Refractive error, visual acuity, and corneal-curvature changes in high and low myopes with orthokeratology treatment: A Malaysian study
Swee Lee Liong1, Norhani Mohidin2, Bay Wah Tan3, Bariah Mohd Ali1
1 Optometry and Vision Science Program, School of Healthcare Sciences, Faculty of Health, Universiti Kebangsaan , Jalan Raja Muda Abdul Aziz, 50300 Kuala Lumpur, Malaysia
2 Optometry and Vision Science Program, School of Healthcare Sciences, Faculty of Health, Universiti Kebangsaan , Jalan Raja Muda Abdul Aziz, 50300 Kuala Lumpur, Department of Optometry, Faculty of Health Sciences, Universiti Teknologi MARA, Puncak Alam Campus, Bandar Puncak Alam 42300, Selangor, Malaysia
3 Loyal Eye Clinic, 26, Jalan SJ17, Taman Selayang Jaya, 68100 Batu Caves, Selangor, Malaysia
Department of Optometry, Faculty of Health Sciences, Universiti Teknologi MARA, 17th Floor, FSK6, Puncak Alam Campus, Bandar Puncak Alam 42300, Selangor
Source of Support: None, Conflict of Interest: None
Background/Purpose: The effect of orthokeratology (OK) on low myopia is well known, but there are a few reports on its effect on high myopia. In this study, the parametric changes in high and low myopia as results of wearing OK lenses for a period of 6 months have been analyzed.

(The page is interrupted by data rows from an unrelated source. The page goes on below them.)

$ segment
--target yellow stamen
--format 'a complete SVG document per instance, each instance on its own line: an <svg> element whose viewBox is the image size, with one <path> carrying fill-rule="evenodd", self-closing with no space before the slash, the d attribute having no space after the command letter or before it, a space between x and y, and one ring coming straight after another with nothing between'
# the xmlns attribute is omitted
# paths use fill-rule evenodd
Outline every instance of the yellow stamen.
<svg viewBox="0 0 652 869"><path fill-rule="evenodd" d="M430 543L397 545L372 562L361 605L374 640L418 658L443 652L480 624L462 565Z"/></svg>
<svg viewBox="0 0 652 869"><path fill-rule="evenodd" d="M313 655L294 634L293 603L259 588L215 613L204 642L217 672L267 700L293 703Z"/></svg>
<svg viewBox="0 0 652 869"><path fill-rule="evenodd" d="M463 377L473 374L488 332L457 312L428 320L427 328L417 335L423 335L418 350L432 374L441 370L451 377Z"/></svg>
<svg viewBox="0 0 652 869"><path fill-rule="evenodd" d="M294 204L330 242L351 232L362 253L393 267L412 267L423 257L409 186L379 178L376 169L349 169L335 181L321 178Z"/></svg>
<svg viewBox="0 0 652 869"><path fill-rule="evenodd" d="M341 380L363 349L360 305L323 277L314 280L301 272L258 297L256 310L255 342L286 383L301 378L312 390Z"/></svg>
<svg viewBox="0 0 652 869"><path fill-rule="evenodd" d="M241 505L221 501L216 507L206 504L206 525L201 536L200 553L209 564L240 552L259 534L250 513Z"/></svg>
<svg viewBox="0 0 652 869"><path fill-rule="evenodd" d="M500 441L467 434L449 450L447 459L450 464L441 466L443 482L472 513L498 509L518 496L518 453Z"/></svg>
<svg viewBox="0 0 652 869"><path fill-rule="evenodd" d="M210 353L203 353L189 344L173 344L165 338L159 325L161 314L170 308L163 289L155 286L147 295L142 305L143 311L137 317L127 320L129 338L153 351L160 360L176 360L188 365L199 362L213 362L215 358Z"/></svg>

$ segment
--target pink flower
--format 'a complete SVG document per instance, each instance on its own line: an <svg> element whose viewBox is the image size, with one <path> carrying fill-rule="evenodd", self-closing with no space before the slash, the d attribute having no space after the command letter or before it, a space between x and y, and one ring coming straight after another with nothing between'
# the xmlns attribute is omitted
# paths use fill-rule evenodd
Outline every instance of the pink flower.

Methods: Records of schoolchildren (age 7–17 years) undergoing OK treatment from an optometry clinic were retrospectively reviewed. Data involving refractive errors, uncorrected visual acuity, and corneal curvatures at baseline and after 1 day, 1 week, 1 month, 3 months, and 6 months of OK treatment from 25 patients who fulfilled the inclusion criteria were examined. For the analysis, the participants were arbitrarily divided into two groups comprising high myopia (< −6.00 D) and low to moderate myopia (from −1.00 D to −6.00 D).

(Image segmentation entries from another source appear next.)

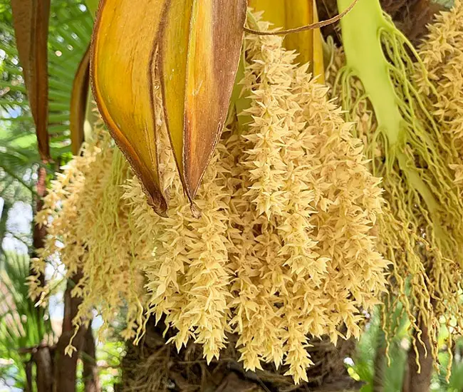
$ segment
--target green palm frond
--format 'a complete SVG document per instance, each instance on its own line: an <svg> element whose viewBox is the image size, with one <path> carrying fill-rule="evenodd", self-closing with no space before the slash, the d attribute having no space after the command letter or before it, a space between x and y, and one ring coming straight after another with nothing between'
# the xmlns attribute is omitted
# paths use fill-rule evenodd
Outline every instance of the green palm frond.
<svg viewBox="0 0 463 392"><path fill-rule="evenodd" d="M4 9L0 11L0 48L4 52L0 57L0 117L4 128L17 129L16 123L19 123L24 128L31 129L33 122L22 69L18 63L9 3L5 0L0 3L0 10L2 7ZM83 1L52 1L48 34L48 132L53 158L71 150L69 113L72 86L77 67L90 42L92 26L92 16ZM24 133L28 137L33 136L31 132ZM5 140L0 140L0 145L6 144ZM0 166L3 159L0 157Z"/></svg>
<svg viewBox="0 0 463 392"><path fill-rule="evenodd" d="M10 361L20 387L26 383L24 365L30 356L23 351L53 339L46 311L36 309L28 298L28 275L26 254L4 253L0 259L0 358ZM9 371L0 369L0 376Z"/></svg>

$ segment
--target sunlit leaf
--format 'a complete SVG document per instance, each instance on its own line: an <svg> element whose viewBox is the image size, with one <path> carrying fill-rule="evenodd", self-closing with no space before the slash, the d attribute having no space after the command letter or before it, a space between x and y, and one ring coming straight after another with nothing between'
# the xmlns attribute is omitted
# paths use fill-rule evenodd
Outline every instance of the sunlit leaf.
<svg viewBox="0 0 463 392"><path fill-rule="evenodd" d="M102 1L90 61L100 113L159 214L165 212L167 205L158 173L153 61L165 2Z"/></svg>
<svg viewBox="0 0 463 392"><path fill-rule="evenodd" d="M174 0L165 16L160 69L165 117L182 181L194 197L227 118L246 0Z"/></svg>
<svg viewBox="0 0 463 392"><path fill-rule="evenodd" d="M83 125L87 108L90 67L90 48L83 55L77 68L71 96L71 145L73 154L79 153L83 142Z"/></svg>
<svg viewBox="0 0 463 392"><path fill-rule="evenodd" d="M50 0L11 0L19 61L23 67L38 151L50 159L48 47Z"/></svg>

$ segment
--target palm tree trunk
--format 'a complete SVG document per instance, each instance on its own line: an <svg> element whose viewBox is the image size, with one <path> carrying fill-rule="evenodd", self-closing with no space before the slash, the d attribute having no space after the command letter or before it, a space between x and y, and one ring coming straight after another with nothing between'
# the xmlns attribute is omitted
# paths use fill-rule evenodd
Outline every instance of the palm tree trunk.
<svg viewBox="0 0 463 392"><path fill-rule="evenodd" d="M83 377L85 386L85 392L100 392L95 339L93 339L91 323L88 326L85 336L82 350L82 361L83 362Z"/></svg>
<svg viewBox="0 0 463 392"><path fill-rule="evenodd" d="M422 331L421 340L424 346L418 340L417 331L413 333L413 335L417 342L418 361L421 371L418 373L417 355L413 348L411 347L408 351L407 366L402 387L402 392L427 392L430 390L431 385L431 376L432 376L431 341L426 326L420 321L419 326ZM427 356L426 353L427 353Z"/></svg>
<svg viewBox="0 0 463 392"><path fill-rule="evenodd" d="M40 212L43 207L43 197L46 195L46 169L41 166L37 172L36 196L35 214ZM43 248L45 244L46 229L45 226L37 224L33 225L32 229L32 251L31 258L36 257L36 249ZM45 277L39 277L41 285L45 286ZM43 318L44 310L41 306L37 306L36 311L38 316ZM41 336L45 331L40 331ZM36 384L38 392L52 392L53 391L53 363L50 349L46 345L38 345L37 351L33 354L33 360L36 363ZM32 391L32 389L31 389Z"/></svg>

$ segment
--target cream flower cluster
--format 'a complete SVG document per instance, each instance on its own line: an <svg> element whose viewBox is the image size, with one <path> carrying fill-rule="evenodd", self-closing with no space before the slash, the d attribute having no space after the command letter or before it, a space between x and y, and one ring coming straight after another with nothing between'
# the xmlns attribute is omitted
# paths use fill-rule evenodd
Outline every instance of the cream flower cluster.
<svg viewBox="0 0 463 392"><path fill-rule="evenodd" d="M61 205L51 200L40 218L53 220L36 265L43 269L59 252L71 270L83 269L76 294L85 304L104 301L115 311L123 298L127 337L148 316L165 317L179 349L193 339L211 361L236 333L246 368L273 362L298 383L311 363L310 337L358 337L362 311L385 290L387 262L373 232L382 190L352 124L307 66L293 63L279 37L247 37L244 45L250 106L240 114L251 122L241 133L235 123L226 130L195 205L183 192L157 110L167 217L153 212L135 177L118 174L125 172L108 145L88 149L71 163L87 163L73 173L80 187L60 193L60 180L50 194ZM63 248L53 247L57 239Z"/></svg>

Results: Significant reductions of refractive error, improvement in visual acuity, and corneal-curvature flattening were found in all participants after 6 months of OK lens wear compared to the baseline. No significant changes were found in corneal toricity in both high and low to moderate myopic groups. Almost all of these occurred after one night of lens wear in both the high- and low-myopia groups.

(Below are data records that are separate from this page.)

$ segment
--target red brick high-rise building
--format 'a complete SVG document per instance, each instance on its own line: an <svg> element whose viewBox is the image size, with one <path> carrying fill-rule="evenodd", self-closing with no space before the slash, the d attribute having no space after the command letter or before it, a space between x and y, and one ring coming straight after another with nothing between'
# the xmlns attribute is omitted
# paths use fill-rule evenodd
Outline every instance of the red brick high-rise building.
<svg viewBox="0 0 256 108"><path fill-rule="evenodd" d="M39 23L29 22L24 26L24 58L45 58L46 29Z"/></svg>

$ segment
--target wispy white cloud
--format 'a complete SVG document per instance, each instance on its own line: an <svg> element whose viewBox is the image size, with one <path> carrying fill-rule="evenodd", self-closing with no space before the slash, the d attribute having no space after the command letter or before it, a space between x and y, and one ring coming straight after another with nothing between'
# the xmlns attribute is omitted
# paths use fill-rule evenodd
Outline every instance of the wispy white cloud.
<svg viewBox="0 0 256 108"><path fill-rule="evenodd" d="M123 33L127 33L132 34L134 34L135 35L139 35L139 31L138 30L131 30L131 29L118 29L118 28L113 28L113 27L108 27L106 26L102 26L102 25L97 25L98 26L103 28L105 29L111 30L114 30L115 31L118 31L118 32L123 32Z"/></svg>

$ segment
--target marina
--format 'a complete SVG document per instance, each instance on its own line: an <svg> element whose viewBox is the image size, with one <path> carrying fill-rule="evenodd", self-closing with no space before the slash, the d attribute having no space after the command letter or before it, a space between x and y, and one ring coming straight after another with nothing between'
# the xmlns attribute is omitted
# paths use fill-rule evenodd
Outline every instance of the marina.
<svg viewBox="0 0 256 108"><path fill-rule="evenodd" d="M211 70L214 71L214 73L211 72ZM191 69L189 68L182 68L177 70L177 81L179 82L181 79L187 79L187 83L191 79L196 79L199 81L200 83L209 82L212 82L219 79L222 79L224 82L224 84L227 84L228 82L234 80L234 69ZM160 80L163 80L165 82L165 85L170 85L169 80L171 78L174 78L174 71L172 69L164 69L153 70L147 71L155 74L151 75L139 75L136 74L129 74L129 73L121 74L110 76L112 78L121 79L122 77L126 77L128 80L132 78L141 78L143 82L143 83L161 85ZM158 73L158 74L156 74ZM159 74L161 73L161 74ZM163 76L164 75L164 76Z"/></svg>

Conclusion: The OK lens wear significantly reduced the refractive error and corneal curvature that results in the improvement in visual acuity in both high- and low-myopia groups, and the reduction seemed to occur nearly at the same time despite the difference in initial myopic power. High myopes with refractive power up to −8.25 D would benefit significantly from OK lenses.